In this article, we apply a powerful matrix factorization framework to identify correlative modules in multi-dimensional genomics data ( Figure 1 ). As the testing system, we used data from the TCGA project, including DM, ME and GE profiles of 385 ovarian cancer samples. These three types of genomics variables are known to be highly dependent on each other. Our goal was to identify subsets of mRNAs, miRNAs and methylation markers for which all or a subset of the samples exhibit correlated profiles across different types of measurements ( Figure 1 A). These subsets are termed as ‘ m ulti- d imensional modules (md-modules)’.

Figure 1.

( A ) An example of md-modules. In the three data matrices, rows correspond to the samples and columns correspond to different measurements. An md-module consists of r rows and nI ( I  = 1,2,3) columns for GE, ME and DM data, respectively. These subsets of DMs, MEs and GEs exhibit correlated profiles across a subset of samples. ( B ) Rationale for the joint NMF approach. Input matrices of methylation, miRNA and GE data are projected onto a new common space, where the three correlated patterns containing different types of genomic measurements are uncovered. ( C ) Illustration of joint NMF factorization and the three identified md-modules.

Figure 1.

( A ) An example of md-modules. In the three data matrices, rows correspond to the samples and columns correspond to different measurements. An md-module consists of r rows and nI ( I  = 1,2,3) columns for GE, ME and DM data, respectively. These subsets of DMs, MEs and GEs exhibit correlated profiles across a subset of samples. ( B ) Rationale for the joint NMF approach. Input matrices of methylation, miRNA and GE data are projected onto a new common space, where the three correlated patterns containing different types of genomic measurements are uncovered. ( C ) Illustration of joint NMF factorization and the three identified md-modules.

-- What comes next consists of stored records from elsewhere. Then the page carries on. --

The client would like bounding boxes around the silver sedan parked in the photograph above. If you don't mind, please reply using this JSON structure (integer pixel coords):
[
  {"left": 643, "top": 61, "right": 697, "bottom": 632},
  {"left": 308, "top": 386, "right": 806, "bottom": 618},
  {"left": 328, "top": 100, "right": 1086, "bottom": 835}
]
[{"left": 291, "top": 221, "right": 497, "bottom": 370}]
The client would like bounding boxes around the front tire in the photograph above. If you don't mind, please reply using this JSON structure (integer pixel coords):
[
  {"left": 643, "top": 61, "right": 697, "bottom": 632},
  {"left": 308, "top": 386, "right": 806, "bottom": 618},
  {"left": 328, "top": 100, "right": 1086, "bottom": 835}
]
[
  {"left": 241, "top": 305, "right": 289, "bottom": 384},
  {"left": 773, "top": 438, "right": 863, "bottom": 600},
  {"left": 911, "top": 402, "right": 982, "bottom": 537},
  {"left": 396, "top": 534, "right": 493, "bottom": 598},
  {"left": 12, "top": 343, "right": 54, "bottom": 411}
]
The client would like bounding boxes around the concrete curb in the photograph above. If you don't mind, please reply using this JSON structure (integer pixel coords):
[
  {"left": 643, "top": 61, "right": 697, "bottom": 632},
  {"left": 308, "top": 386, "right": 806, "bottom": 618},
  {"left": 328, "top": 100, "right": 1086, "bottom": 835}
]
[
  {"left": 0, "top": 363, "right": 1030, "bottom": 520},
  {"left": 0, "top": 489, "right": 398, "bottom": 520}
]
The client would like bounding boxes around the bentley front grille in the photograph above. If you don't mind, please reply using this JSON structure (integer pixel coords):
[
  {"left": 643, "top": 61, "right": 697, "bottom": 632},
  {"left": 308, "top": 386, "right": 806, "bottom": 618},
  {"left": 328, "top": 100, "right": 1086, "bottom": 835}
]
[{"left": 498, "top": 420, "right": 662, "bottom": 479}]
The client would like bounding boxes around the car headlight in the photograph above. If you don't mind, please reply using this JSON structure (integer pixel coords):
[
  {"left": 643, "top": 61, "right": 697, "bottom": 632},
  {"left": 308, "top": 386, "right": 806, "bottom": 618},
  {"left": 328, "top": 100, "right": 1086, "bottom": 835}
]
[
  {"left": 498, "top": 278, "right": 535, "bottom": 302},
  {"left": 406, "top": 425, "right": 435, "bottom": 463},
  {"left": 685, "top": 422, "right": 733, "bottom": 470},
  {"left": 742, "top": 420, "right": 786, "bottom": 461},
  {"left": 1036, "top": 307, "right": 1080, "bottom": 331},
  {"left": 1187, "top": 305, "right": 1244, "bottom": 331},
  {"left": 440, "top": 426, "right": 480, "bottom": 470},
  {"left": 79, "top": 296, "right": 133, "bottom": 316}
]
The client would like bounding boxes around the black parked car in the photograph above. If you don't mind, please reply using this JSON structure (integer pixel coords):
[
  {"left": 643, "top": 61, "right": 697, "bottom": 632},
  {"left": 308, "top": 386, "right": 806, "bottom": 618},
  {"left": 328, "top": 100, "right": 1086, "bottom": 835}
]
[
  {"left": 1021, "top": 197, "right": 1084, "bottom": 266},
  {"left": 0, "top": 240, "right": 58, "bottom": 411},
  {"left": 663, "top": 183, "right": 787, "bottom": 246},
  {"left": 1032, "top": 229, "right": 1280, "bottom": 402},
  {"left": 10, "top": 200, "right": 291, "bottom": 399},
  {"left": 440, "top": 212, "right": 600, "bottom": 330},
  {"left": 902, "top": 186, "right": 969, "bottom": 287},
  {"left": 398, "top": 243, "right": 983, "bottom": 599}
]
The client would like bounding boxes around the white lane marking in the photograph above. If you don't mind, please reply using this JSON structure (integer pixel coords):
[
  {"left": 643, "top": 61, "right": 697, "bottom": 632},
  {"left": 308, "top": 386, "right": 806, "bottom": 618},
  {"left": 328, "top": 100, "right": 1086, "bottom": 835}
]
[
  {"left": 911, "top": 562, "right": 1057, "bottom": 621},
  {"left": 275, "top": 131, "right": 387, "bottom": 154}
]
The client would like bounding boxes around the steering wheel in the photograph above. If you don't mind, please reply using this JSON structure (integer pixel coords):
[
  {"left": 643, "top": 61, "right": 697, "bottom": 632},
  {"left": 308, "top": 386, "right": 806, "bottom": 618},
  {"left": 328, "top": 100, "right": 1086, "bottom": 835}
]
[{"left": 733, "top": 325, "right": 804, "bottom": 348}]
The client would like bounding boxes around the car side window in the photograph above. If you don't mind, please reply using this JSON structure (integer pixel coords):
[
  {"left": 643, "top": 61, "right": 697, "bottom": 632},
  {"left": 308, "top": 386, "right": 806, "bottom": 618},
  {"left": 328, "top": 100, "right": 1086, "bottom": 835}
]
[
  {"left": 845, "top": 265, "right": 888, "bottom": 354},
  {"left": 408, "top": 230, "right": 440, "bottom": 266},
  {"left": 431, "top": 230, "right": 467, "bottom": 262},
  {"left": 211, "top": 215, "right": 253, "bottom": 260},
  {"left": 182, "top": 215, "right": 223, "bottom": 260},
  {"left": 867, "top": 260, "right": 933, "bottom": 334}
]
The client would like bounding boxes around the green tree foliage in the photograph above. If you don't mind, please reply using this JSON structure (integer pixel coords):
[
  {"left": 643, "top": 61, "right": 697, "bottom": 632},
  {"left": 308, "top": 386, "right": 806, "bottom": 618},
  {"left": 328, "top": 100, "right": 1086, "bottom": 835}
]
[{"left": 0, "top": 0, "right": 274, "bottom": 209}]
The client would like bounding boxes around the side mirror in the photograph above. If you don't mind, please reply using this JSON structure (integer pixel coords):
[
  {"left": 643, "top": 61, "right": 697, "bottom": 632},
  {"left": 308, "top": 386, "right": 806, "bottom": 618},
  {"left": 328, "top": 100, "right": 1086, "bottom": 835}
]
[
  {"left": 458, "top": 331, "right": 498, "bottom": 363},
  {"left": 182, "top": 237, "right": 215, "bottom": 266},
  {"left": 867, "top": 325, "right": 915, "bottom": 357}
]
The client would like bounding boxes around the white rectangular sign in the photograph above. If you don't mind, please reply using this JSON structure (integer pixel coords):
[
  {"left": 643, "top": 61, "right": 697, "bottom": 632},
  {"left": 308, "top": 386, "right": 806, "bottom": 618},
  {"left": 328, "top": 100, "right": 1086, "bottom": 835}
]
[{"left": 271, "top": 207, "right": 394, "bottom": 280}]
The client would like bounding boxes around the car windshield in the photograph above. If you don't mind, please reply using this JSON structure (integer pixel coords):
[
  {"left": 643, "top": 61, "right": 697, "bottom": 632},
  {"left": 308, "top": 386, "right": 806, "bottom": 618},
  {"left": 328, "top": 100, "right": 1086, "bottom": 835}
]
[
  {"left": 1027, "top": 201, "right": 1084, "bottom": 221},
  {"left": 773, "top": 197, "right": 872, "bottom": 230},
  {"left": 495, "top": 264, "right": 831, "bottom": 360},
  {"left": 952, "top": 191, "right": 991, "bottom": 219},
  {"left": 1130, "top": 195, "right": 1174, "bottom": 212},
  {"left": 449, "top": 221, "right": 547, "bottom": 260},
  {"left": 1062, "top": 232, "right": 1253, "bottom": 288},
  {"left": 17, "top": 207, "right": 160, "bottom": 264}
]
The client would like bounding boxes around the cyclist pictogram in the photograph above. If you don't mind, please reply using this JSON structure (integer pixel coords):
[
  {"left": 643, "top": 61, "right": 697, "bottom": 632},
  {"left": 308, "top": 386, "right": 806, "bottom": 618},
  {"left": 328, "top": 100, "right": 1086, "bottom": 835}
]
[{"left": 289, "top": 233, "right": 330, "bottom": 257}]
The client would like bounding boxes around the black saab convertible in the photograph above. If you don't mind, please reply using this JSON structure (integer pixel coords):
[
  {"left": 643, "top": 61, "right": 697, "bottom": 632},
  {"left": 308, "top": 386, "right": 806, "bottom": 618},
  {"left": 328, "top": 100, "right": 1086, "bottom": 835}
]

By identifying md-modules, we can break down the massive sets of data into smaller building blocks that exhibit similar patterns across certain rows and columns ( Figure 1 ). This procedure provides two major advantages. First, representing coherent features across multiple datasets reduces the complexity of the data and facilitates a global overview of the inherent structure of the data. More importantly, this modular approach captures the associations among sets of different types of variables (mRNA, miRNA and methylation). The md-modules can identify vertical associations between multiple regulatory levels and can reveal significantly disrupted pathways that would be ignored if only data of the single dimensions were used. In addition, the md-modules can stratify patients (samples) into clinically distinct groups, which facilitate the identification of the complex molecular mechanisms that underlie different clinical phenotypes.

MATERIALS AND METHODS

Data preparation and preprocessing

The TCGA data were downloaded from the TCGA Data Portal on 27 April 2009. We used three types of data, as follows: GE data (Agilent G4502A), DM data (Illumina 27K) and ME data (Agilent H-miRNA_8x15K v2). In total, 385 samples are shared by the three datasets. We normalized the columns of the expression matrices, and then we scaled all the matrices so that sum of squares of each matrix is the same.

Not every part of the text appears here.